Selenophosphate Synthetase 1 is an Essential Protein with Roles in Regulation of Redox Homeostasis and in Malignancy in Mouse Cells

Abstract

Selenophosphate is the active donor of selenium in the biosynthesis of selenocysteine (Sec), which is the 21st amino acid in the genetic code, and is synthesized from selenium and ATP by selenophosphate synthetase (SPS). In higher eukaryotes, there are two isoforms of SPS, SPS1 and SPS2. SPS2 catalyzes the synthesis of selenophosphate, while the function of SPS1 is largely unknown.

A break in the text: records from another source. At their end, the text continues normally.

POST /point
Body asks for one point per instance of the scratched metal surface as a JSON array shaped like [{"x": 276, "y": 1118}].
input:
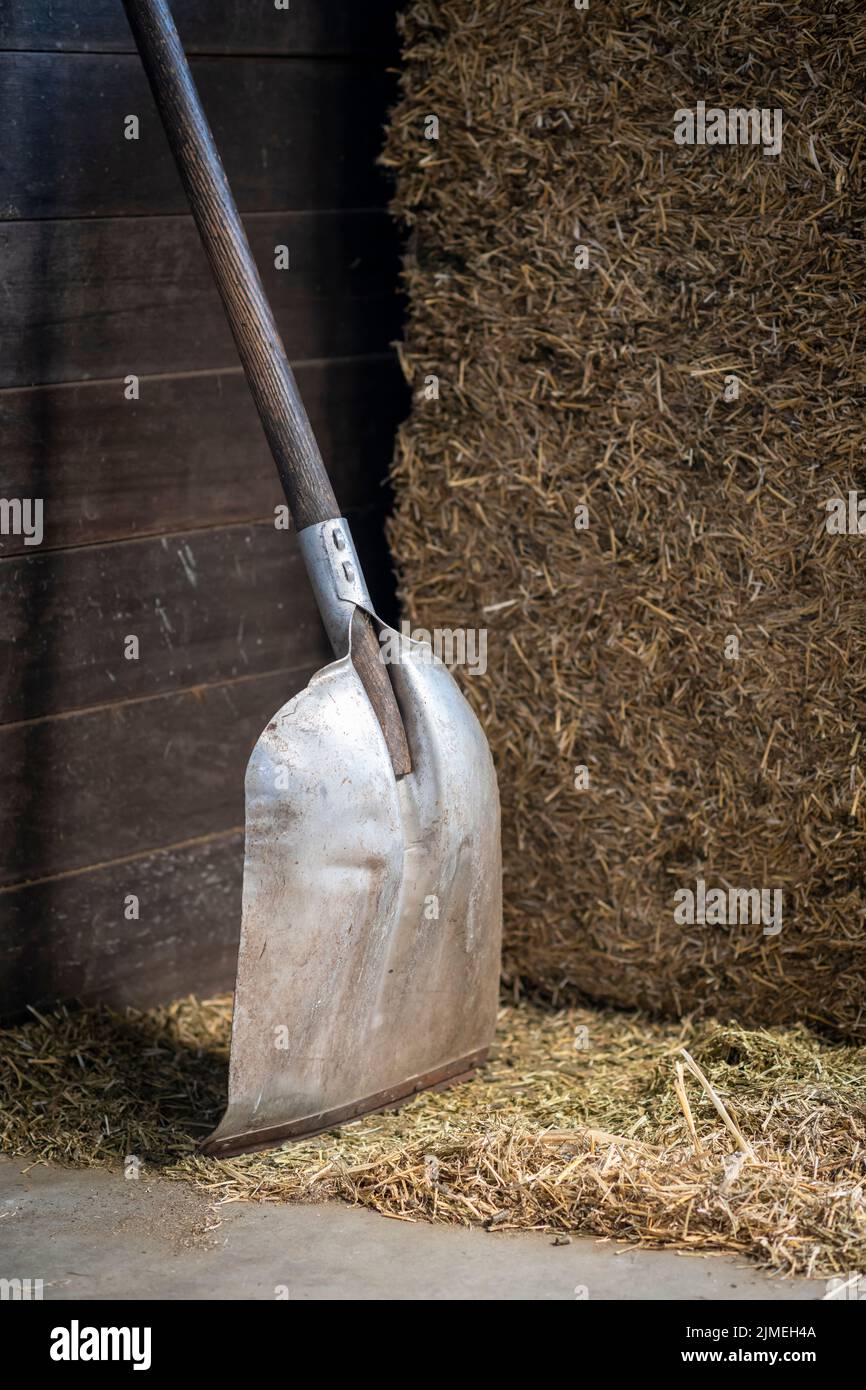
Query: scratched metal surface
[{"x": 348, "y": 983}]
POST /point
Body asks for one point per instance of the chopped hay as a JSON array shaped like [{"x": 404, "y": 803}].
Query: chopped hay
[
  {"x": 603, "y": 387},
  {"x": 576, "y": 1125}
]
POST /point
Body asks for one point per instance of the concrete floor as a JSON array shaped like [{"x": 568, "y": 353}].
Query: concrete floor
[{"x": 95, "y": 1235}]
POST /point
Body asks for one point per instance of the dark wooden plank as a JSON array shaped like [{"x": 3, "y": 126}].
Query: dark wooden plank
[
  {"x": 291, "y": 134},
  {"x": 307, "y": 27},
  {"x": 189, "y": 452},
  {"x": 203, "y": 605},
  {"x": 68, "y": 937},
  {"x": 100, "y": 784},
  {"x": 86, "y": 299}
]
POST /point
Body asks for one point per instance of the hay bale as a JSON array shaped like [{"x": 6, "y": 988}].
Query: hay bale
[{"x": 603, "y": 387}]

To examine the role of SPS1 in mammals, we targeted the removal of SPS1 in F9 cells, a mouse embryonal carcinoma cell line, which led to growth retardation similarly as previously observed in SPS1‐deficient Drosophila and human cells. Transcriptome analysis showed that SPS1 deficiency significantly affected expression of a large number of mRNAs involved in cancer, embryonic development and the glutathione system. Particularly, the levels of glutaredoxin 1 (GLRX1) and glutathione‐S‐transferase omega 1 were extremely decreased. As expected from the change in gene expression pattern, reactive oxygen species (ROS) were accumulated, and malignant cancer properties (e.g., cell invasion and foci formation) were inhibited by SPS1 deficiency. Interestingly, overexpression of human GLRX1 in SPS1 deficient F9 cells reversed those phenotypes (ROS accumulation and retardation of cell invasion) induced by SPS1 knockdown. Our results suggest that SPS1 is an essential mammalian enzyme with roles in regulating redox homeostasis and controlling cell growth.